Monday, May 12, 2008

[Book Review] COMPANY by Max Barry

Fiction/Mainstream

Jesse Pool reviews COMPANY by Max Barry (Doubleday, 2006)

Company begins with a donut, or rather, with the absence of a donut. It's Jones' first day, and he's waiting patiently to meet the members of the training sales department where he will work while his new coworkers are hashing out who, if anyone, stole Roger's donut before he arrived to the morning meeting. Roger insists that it's not the donut, but the lack of respect that it implies.

Jones soon finds that his first job is not quite what he expects. He comes to a startling realization that he isn't even sure what it is that the company does. To the shock of his coworkers (who can't say that they know what it is that the company does, either), Jones begins a quest to find out just what it is that Zephyr Holdings does.
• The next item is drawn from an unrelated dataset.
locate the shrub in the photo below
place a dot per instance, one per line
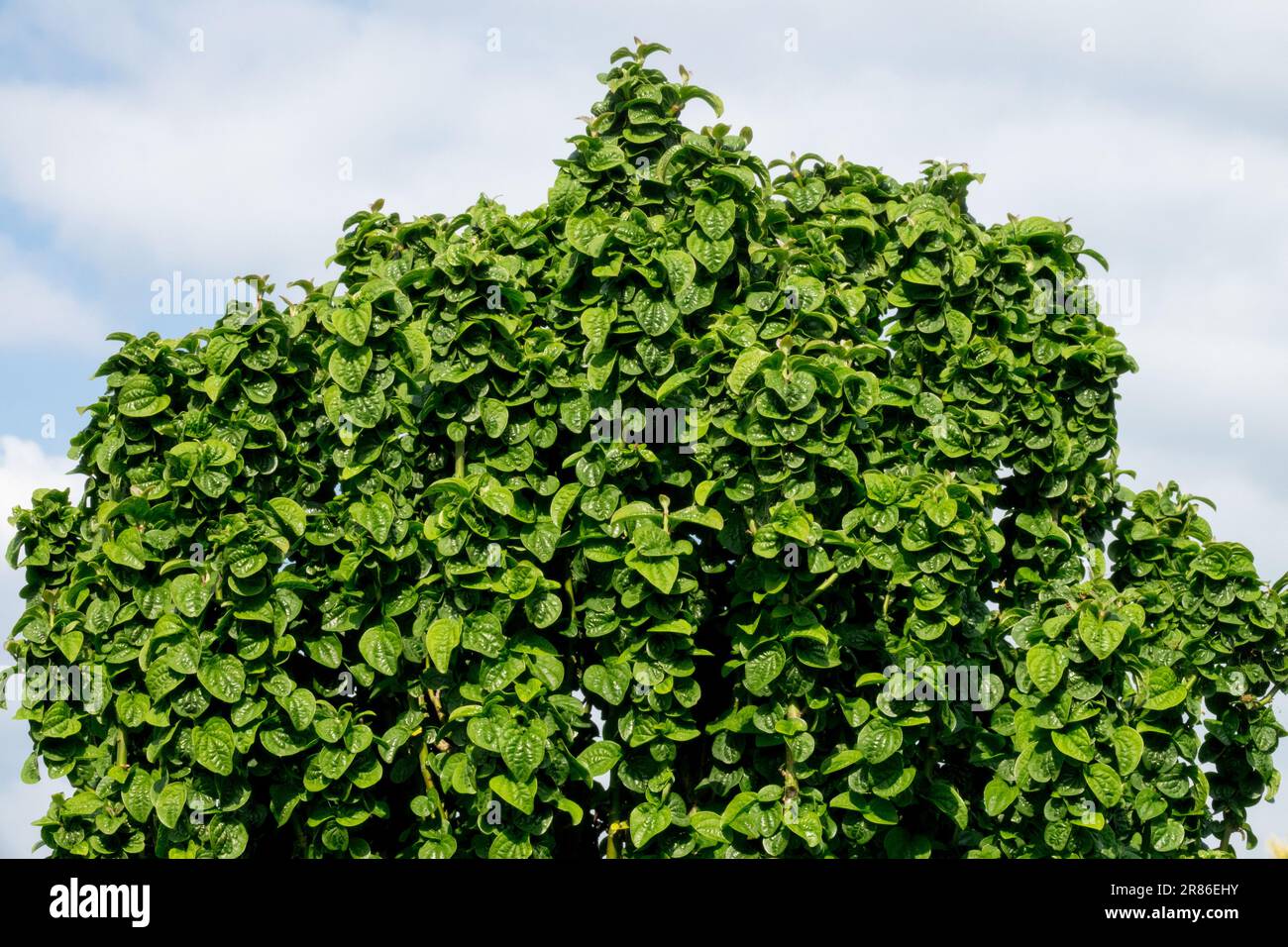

When Jones finally does find out, the story takes a turn for the weirder, and the book adds a Joseph-Finder-style corporate intrigue to the Scott-Adams-style corporate farce that has been going on from the beginning. The quirky characters and the dynamics between them are reminiscent of television's "The Office" as well.

Jones, unwilling to settle for "that's the way it's always been done" and "keep a low profile," ends up changing the way Zephyr Holdings, and possibly the whole business world, works. And yes, we do find out what happened to the donut.